1. A Reasonable Position is expressed, in this case - 'Nazi's are very bad'. The Reasonable Position often involves an Enemy that must be stopped. Most reasonable people will agree with the Reasonable Position.

2. The Reasonable Position becomes the overriding factor in any situation that involves it. All other factors and considerations are dwarfed by it and forgotten.

3. Because the Reasonable Position comes to dominate the thinking of the Extremist - who often means well - they come to believe one can only ever be for or against the Reasonable Position. There is no room for moderate positions that try to balance the Reasonable Position with other important considerations and values - in this case, freedom of speech.

4. In order to show support for the Reasonable Position, third parties are forced to action in accordance with the world view of the Extremist. If they try to balance other considerations against the Reasonable Position, they are seen by the Extremist as sympathizing with the Enemy.

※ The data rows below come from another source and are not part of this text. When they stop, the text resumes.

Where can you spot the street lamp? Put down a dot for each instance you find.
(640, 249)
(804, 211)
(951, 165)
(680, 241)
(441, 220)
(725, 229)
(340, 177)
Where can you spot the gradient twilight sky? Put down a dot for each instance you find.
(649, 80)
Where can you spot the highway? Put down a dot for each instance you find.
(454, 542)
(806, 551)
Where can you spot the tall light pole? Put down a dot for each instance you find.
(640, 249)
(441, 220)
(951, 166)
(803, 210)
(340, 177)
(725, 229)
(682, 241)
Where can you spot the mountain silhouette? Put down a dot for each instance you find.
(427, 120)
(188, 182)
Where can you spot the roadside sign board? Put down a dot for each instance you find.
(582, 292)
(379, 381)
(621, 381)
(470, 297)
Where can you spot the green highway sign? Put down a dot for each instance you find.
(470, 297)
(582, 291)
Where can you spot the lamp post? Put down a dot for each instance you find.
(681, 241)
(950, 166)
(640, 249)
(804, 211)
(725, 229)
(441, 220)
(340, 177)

5. The fervor of extremism charges through society, trampling on other values and considerations.

Some historical examples:

>https://en.wikipedia.org/wiki/Cultural_Revolution

>https://en.wikipedia.org/wiki/McCarthyism

>https://en.wikipedia.org/wiki/Salem_witch_trials

1 comments

But how do you know the reasonable position isn't "Freedom of speech is good"?

And it seems that the "Freedom of speech" position is the one that has expanded more in context than "Nazis are very bad". Thus far people don't seem to be applying the badness of Nazis to non-Nazis (at least not intentionally), but we do seem to be expanding Freedom of speech slowly beyond government censorship to asking private entities to propagate speech.

> But how do you know the reasonable position isn't "Freedom of speech is good"?

Because it's the best (probably only) way to prevent every actual Reasonable Position from overriding every other factor and consideration. If freedom of speech is the default, there's no way an extremist group will stop conversation about any particular issue.

> Thus far people don't seem to be applying the badness of Nazis to non-Nazis (at least not intentionally)

This is Godwin's Law, which is in itself a testament to how common this is.

>Because it's the best (probably only) way to prevent every actual Reasonable Position from overriding every other factor and consideration.

That seems like an unsubstantiated assertion. As we've discussed here, the extremist view of freedom of speech forces your ideas on me. At the extreme I now have to hire people who believe that I should be tortured because I'm a minority.

Any reasonable position taken to an extreme can result in a bad situation. The fact that it's reasonable in moderation is, as you note, what makes it dangerous. Nothing about freedom of speech seems to make it much different than something like "killing innocent people is bad".

And Goodwin's Law is about non-serious internet rhetoric. Not about actually treating people as Nazi war criminals. And oddly we treat Nazi's really well in the US, despite the Reasonable Position most people have about them.